Now came the exciting part—inflating the balloon with a large fan. Grauberger and I held up the outside opening of the balloon as Pote started the fan, pulling a lever like the starter cord on a lawnmower. Loud noise and a rush of air surrounded me as the balloon gradually started to inflate.
As the air pumped into the balloon, Grauberger instructed us to go under it to loosen it up. At first I was apprehensive—wouldn’t we suffocate under all of that fabric? I didn’t suffocate, but I did have fun. We burrowed under the colorful nylon, Grauberger in the lead, throwing our arms back and forth, up and down, like we were swimming through a gigantic wave of color. I barely remember being scared or worried because I was laughing so hard.

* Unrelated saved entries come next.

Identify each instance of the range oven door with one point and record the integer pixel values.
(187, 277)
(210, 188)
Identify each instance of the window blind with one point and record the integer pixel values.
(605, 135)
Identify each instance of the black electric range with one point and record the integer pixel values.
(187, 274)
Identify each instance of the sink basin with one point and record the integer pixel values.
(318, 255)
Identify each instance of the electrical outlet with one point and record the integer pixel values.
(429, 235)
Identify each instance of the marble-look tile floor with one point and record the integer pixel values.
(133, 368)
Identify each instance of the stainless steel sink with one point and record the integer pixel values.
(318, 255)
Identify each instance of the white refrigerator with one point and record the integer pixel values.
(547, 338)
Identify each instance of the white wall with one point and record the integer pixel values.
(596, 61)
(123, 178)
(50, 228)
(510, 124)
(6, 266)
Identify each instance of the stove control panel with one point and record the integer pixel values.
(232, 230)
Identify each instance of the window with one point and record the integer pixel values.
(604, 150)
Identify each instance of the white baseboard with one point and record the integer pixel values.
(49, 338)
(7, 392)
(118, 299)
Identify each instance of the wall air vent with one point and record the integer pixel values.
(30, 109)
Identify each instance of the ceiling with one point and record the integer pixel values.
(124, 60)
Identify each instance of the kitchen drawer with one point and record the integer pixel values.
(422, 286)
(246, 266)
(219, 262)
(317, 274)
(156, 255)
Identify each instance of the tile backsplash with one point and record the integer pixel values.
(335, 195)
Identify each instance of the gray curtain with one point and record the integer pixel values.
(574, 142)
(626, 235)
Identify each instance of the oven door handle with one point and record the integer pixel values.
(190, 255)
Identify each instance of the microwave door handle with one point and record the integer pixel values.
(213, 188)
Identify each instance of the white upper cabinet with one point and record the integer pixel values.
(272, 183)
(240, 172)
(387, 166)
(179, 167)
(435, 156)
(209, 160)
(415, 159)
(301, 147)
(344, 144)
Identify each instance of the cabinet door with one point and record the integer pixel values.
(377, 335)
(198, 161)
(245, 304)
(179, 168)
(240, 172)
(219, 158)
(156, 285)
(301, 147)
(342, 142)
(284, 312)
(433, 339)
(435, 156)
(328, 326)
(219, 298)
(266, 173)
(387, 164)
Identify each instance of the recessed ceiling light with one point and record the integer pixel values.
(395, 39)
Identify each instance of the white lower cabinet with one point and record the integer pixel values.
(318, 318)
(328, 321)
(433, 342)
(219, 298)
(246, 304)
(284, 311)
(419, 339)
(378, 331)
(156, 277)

Once the balloon had enough air in it, we got to walk around inside, too. This part was my favorite—I felt as if I was in elementary school P.E. again, when we got to play inside those massive, rainbow-colored parachutes. After just five seconds inside of that balloon, I went from 22 to 8 years old again, running around the perimeter and basking in the bright, vivid colors.
A few minutes after we exited the balloon, it started to rise. This was mesmerizing—seeing it transform from a flat cloth of colors to a three-dimensional giant lifting itself skyward. Other balloons around us also started to elevate, and soon the fields of Rancho San Rafael Regional Park were blooming with everything from giant Pepsi cans to strawberries and even Darth Vader’s head.
All of a sudden, the sky darkened as thunderclouds moved in above us. People in neon orange baseball caps rode around in golf carts warning the pilots of an approaching rainstorm that meant no take-off until it ended. However, like most desert storms in Nevada, it ended as quickly as it had begun, the sun peeked through the clouds, and it was time to get back to work.
Grauberger called me over to check out the burners for the balloon. He said one of them uses enough propane to heat 120 houses! Our balloon had two burners, but some use up to four. The purpose of these is to heat the air inside the balloon, which helps it to rise and stay in the air. Grauberger pulled the two burner triggers and a loud, unsettling noise made me jump. He laughed and told me it was my turn to test them out.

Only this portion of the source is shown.